Explicaba el filósofo americano Richard Rorty, que los derechos humanos son cuestión de mera sentimentalidad; se los otorgamos pseudo-racionalmente a quien sentimos como nosotros, a la vez que se los negamos a quien percibimos como algo ajeno a nuestra especie, a quien no consideramos humano. Esa deshumanización parece tener un perverso efecto reflejo: en el acto de la destrucción del otro se refrenda la humanización del yo. Es decir, que la realización de los valores occidentales (supuestamente antiterroristas) se verifica en la eliminación de los valores ajenos (todos los que nos huelan a terrorismo). Además creemos que esta operación nos eximirá en un futuro de cualquier juicio histórico o que, por lo menos, este juicio no se hará a partir de la moralidad, pues el comportamiento específicamente moral no se exige frente a quien no es humano, frente a quien es terrorista.

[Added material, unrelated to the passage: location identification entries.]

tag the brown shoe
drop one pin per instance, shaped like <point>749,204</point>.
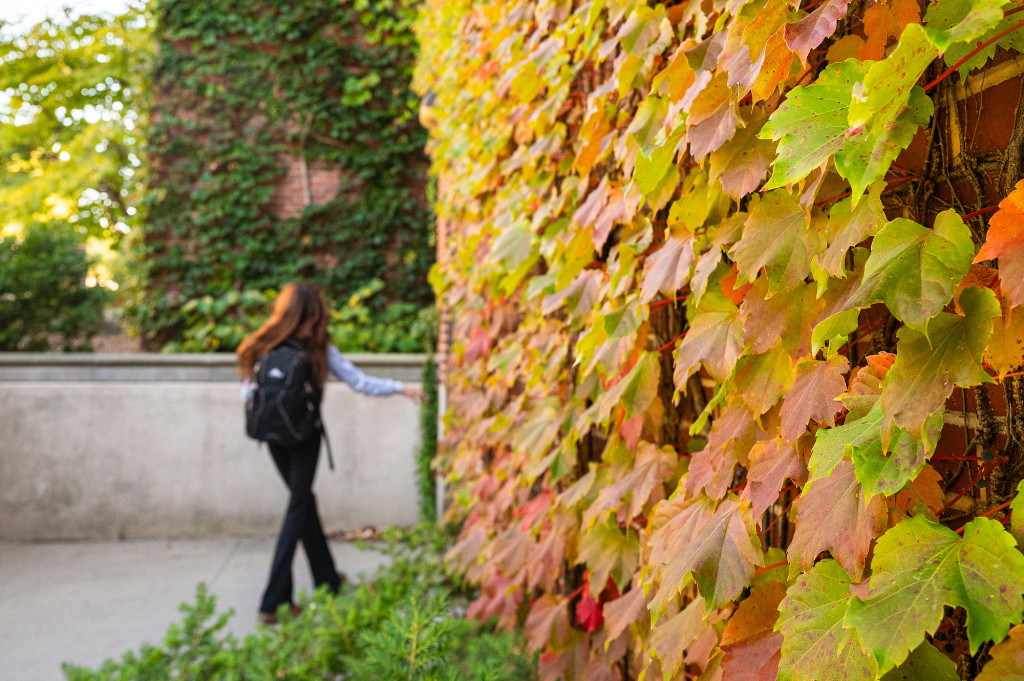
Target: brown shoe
<point>271,618</point>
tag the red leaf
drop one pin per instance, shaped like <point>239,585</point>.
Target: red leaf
<point>714,131</point>
<point>752,647</point>
<point>671,636</point>
<point>630,429</point>
<point>713,541</point>
<point>625,610</point>
<point>772,461</point>
<point>712,468</point>
<point>548,622</point>
<point>788,315</point>
<point>668,268</point>
<point>589,612</point>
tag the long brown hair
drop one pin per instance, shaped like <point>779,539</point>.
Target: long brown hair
<point>299,312</point>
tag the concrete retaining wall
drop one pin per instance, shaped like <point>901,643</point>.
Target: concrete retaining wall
<point>100,447</point>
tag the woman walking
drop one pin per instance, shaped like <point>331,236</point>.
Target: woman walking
<point>299,317</point>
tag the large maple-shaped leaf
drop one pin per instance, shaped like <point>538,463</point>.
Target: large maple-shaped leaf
<point>1006,242</point>
<point>780,237</point>
<point>849,226</point>
<point>740,164</point>
<point>763,379</point>
<point>868,154</point>
<point>671,636</point>
<point>713,542</point>
<point>1006,348</point>
<point>548,622</point>
<point>886,88</point>
<point>925,373</point>
<point>750,642</point>
<point>788,315</point>
<point>668,269</point>
<point>919,566</point>
<point>944,15</point>
<point>816,646</point>
<point>772,461</point>
<point>813,395</point>
<point>651,468</point>
<point>809,32</point>
<point>837,515</point>
<point>608,552</point>
<point>629,608</point>
<point>886,473</point>
<point>713,467</point>
<point>811,124</point>
<point>1008,658</point>
<point>913,269</point>
<point>714,339</point>
<point>834,444</point>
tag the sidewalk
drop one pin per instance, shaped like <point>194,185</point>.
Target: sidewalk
<point>84,602</point>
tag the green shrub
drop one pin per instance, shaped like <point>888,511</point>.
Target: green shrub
<point>425,478</point>
<point>44,301</point>
<point>400,625</point>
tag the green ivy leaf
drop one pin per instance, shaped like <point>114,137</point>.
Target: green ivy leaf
<point>926,371</point>
<point>779,236</point>
<point>810,126</point>
<point>920,566</point>
<point>913,269</point>
<point>816,646</point>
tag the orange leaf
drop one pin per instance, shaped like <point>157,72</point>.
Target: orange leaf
<point>778,60</point>
<point>880,23</point>
<point>1006,242</point>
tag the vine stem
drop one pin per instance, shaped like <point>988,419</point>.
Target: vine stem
<point>985,470</point>
<point>972,53</point>
<point>981,212</point>
<point>671,343</point>
<point>768,567</point>
<point>986,514</point>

El problema entonces se remite a otra instancia: averiguar quién es terrorista. En el siglo XIX y en la primera mitad del XX existían numerosas organizaciones alrededor del mundo que describían sus propios actos como «terroristas», afirmando que eran la única forma de presionar para el logro de sus cometidos. De hecho, durante la Segunda Guerra Mundial los movimientos de liberación nacional de los países ocupados recurrieron a aplaudidas tácticas terroristas contra los invasores. Hoy, es común encontrar asesinos en masa, sicarios, traficantes, torturadores, sicópatas, o violadores que admiten su condición criminal -y algunos hasta con cierto orgullo- pero, extrañamente, a partir de los años cincuenta ninguno de ellos se haría llamar a sí mismo «terrorista».

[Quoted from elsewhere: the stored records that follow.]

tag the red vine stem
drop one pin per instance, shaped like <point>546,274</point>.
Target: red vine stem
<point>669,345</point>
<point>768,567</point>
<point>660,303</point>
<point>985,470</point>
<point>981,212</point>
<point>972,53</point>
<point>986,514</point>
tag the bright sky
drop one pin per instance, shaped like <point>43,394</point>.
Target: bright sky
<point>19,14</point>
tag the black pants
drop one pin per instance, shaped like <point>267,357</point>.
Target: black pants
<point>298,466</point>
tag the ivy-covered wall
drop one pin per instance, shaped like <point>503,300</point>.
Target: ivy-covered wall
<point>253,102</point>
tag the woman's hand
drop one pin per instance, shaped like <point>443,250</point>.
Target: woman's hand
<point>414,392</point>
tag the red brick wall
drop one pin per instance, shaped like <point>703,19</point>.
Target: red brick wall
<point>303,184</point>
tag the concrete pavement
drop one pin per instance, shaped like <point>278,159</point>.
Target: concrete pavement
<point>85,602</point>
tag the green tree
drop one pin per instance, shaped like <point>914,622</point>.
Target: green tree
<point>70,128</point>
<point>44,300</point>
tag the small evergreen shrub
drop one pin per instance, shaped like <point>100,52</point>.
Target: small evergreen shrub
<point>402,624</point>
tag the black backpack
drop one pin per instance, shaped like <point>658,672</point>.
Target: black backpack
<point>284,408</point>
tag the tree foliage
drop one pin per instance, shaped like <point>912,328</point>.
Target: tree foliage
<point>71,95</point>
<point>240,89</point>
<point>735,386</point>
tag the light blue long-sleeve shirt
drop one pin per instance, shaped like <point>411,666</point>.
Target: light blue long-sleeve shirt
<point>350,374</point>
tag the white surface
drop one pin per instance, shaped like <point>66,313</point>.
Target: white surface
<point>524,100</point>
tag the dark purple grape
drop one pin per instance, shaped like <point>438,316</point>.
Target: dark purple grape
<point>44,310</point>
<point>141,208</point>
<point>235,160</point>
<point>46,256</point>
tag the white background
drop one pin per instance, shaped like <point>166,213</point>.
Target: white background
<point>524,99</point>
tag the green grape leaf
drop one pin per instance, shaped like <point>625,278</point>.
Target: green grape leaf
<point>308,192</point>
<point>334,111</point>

Es un término muy raro, adjetivo y sustantivo que sólo se usa como parámetro para definir personas o conductas ajenas, mas nunca las propias. En cualquier contienda contemporánea, los bandos se incriminan mutuamente de terroristas: el «terrorismo global» de Estados Unidos y sus esbirros contra el «terrorismo islamista», el «terrorismo de Estado» ejercido por el gobierno colombiano contra el «narcoterrorismo» de las Farc, el «terrorismo de liberación» de los palestinos contra el «terrorismo de ocupación» israelí; etc… Si nos remitimos a la definición del diccionario (sucesión de actos violentos ejecutados para infundir terror) resultará que todos ellos son terroristas.

Como es usual, los grandes medios de comunicación salen a nuestro rescate relevándonos de pensar, diciéndonos a quién podemos o debemos calificar como «terrorista». La legitimidad del término depende de quien lo use, independientemente de su propia conducta. Por ello, si los dioses de Occidente o sus legiones cometen actos de violencia o crueldad desproporcionada con el fin de amedrentar a la población enemiga, a lo sumo se les podrá acusar de exceso de poder, violación del Derecho Internacional Humanitario y los derechos humanos, o de cualquier otro tecnicismo, pero nunca de terroristas.

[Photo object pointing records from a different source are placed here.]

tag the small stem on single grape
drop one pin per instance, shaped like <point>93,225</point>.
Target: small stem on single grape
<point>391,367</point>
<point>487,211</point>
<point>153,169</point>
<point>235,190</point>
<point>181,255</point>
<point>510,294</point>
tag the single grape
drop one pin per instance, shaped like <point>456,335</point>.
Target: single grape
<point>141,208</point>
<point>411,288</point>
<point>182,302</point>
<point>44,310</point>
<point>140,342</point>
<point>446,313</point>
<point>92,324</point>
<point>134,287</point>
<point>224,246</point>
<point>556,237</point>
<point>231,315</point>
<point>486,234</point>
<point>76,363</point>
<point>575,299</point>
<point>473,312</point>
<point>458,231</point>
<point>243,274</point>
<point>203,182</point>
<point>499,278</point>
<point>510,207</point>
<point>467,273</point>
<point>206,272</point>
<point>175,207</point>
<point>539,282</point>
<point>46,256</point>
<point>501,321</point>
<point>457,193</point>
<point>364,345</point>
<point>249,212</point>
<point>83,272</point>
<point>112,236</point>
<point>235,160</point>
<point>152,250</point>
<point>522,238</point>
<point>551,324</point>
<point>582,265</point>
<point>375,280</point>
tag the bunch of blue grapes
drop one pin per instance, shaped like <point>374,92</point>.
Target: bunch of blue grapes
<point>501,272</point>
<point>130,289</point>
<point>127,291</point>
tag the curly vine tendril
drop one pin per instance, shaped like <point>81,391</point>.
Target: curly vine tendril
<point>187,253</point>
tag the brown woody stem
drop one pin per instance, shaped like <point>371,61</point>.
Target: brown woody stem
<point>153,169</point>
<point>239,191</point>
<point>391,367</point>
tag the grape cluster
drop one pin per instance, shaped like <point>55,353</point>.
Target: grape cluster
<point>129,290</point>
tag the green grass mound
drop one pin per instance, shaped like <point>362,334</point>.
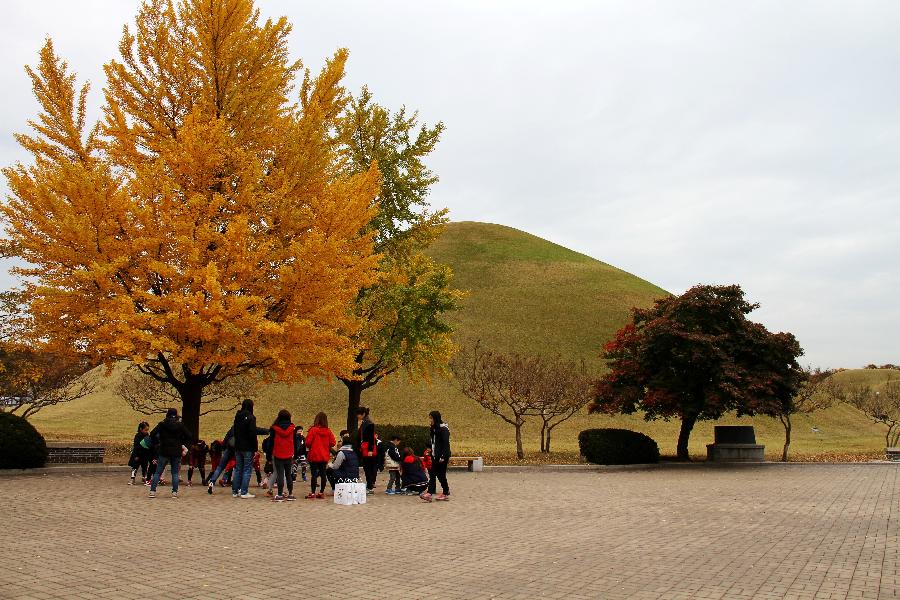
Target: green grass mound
<point>21,446</point>
<point>526,294</point>
<point>417,437</point>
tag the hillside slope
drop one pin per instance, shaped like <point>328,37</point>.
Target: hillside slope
<point>525,294</point>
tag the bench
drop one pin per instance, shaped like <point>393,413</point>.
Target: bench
<point>475,463</point>
<point>735,443</point>
<point>74,452</point>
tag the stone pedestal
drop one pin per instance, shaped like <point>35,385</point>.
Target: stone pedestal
<point>735,453</point>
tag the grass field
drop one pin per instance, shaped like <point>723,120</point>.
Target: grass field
<point>525,294</point>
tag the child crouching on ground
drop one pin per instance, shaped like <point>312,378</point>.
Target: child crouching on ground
<point>413,473</point>
<point>392,460</point>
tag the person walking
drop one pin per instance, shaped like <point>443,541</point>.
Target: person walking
<point>440,456</point>
<point>227,448</point>
<point>173,439</point>
<point>283,449</point>
<point>345,464</point>
<point>368,449</point>
<point>246,445</point>
<point>140,452</point>
<point>319,443</point>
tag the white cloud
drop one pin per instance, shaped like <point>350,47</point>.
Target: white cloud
<point>712,142</point>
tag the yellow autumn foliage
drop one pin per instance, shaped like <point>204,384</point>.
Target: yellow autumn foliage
<point>205,226</point>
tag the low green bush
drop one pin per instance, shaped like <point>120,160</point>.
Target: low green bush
<point>21,446</point>
<point>417,437</point>
<point>617,447</point>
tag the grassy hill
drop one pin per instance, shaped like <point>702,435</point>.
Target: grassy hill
<point>525,294</point>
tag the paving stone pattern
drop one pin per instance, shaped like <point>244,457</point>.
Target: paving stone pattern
<point>746,532</point>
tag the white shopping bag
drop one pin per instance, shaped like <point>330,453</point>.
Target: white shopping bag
<point>359,493</point>
<point>344,494</point>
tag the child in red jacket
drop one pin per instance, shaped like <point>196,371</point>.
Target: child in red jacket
<point>256,458</point>
<point>283,449</point>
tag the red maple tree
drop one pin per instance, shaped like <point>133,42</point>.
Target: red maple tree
<point>696,356</point>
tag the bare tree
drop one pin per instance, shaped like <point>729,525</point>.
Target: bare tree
<point>503,384</point>
<point>817,392</point>
<point>882,406</point>
<point>149,396</point>
<point>565,389</point>
<point>31,380</point>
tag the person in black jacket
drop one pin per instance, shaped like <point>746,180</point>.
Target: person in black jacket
<point>173,439</point>
<point>440,456</point>
<point>245,445</point>
<point>368,449</point>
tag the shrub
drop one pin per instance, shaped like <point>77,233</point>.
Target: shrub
<point>21,446</point>
<point>617,447</point>
<point>417,437</point>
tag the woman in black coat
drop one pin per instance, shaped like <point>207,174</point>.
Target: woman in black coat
<point>440,456</point>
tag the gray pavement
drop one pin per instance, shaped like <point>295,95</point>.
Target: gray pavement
<point>811,531</point>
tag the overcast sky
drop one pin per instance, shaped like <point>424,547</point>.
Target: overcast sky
<point>686,142</point>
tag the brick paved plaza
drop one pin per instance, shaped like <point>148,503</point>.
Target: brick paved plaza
<point>694,532</point>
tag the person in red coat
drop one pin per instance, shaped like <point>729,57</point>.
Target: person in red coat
<point>319,442</point>
<point>283,441</point>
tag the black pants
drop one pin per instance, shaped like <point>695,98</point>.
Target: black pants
<point>282,473</point>
<point>139,461</point>
<point>318,472</point>
<point>438,472</point>
<point>202,469</point>
<point>370,470</point>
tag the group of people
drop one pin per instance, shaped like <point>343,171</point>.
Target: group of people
<point>288,452</point>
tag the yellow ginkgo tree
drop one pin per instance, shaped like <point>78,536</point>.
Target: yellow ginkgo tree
<point>206,227</point>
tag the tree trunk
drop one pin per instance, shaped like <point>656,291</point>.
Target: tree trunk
<point>354,393</point>
<point>687,424</point>
<point>786,421</point>
<point>191,394</point>
<point>520,452</point>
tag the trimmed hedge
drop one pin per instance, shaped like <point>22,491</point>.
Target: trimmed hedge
<point>21,446</point>
<point>417,437</point>
<point>617,447</point>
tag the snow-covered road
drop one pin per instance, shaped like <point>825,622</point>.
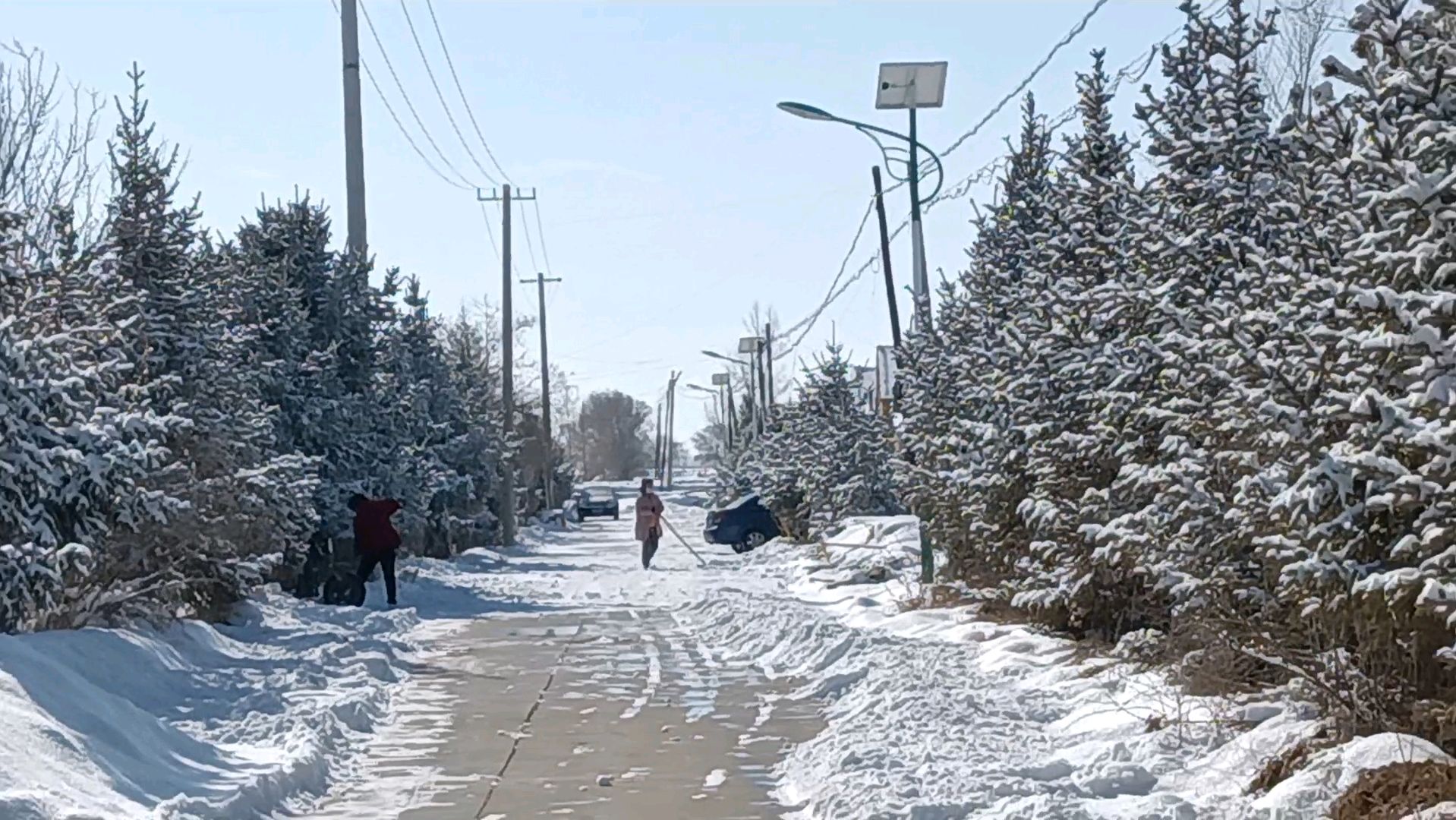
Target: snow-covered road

La identificación del caníbal no adolecía de estos problemas pues se refería únicamente al consumo de carne humana, sin atender al color de la piel que cubría la carne. Aún así, la historia nos mostró que casi la totalidad de las inculpaciones de antropofagia a los pueblos inéditos eran sólo un pretexto para desapropiarlos y sojuzgarlos. De todas ellas sólo quedó un puñado de casos comprobados de lo que los antropólogos llaman «canibalismo ritual». Éste último sí puede tener su par en el terrorismo presente. Gracias a ese otro invento redentor del mundo que es la democracia, la voluntad de los dioses contemporáneos sólo puede ser alterada mediante el estremecimiento de la opinión pública. Los caníbales de la actualidad convierten a los medios de comunicación en un sucedáneo de la ceremonia de ofrenda, pues la existencia de la democracia representativa permite que la opinión pública sea el ámbito ritual del terrorismo.

Como ya está demodé todo lo post, y nos arrastramos por los charcos de lo neo, me pregunto si el neocolonialismo tiene en el terrorismo a su «neocanibalismo», y me pregunto si aquí, como antes, se volverá a cumplir la pesadilla de Bernard Shaw en la que los misioneros terminaron comiéndose a los caníbales.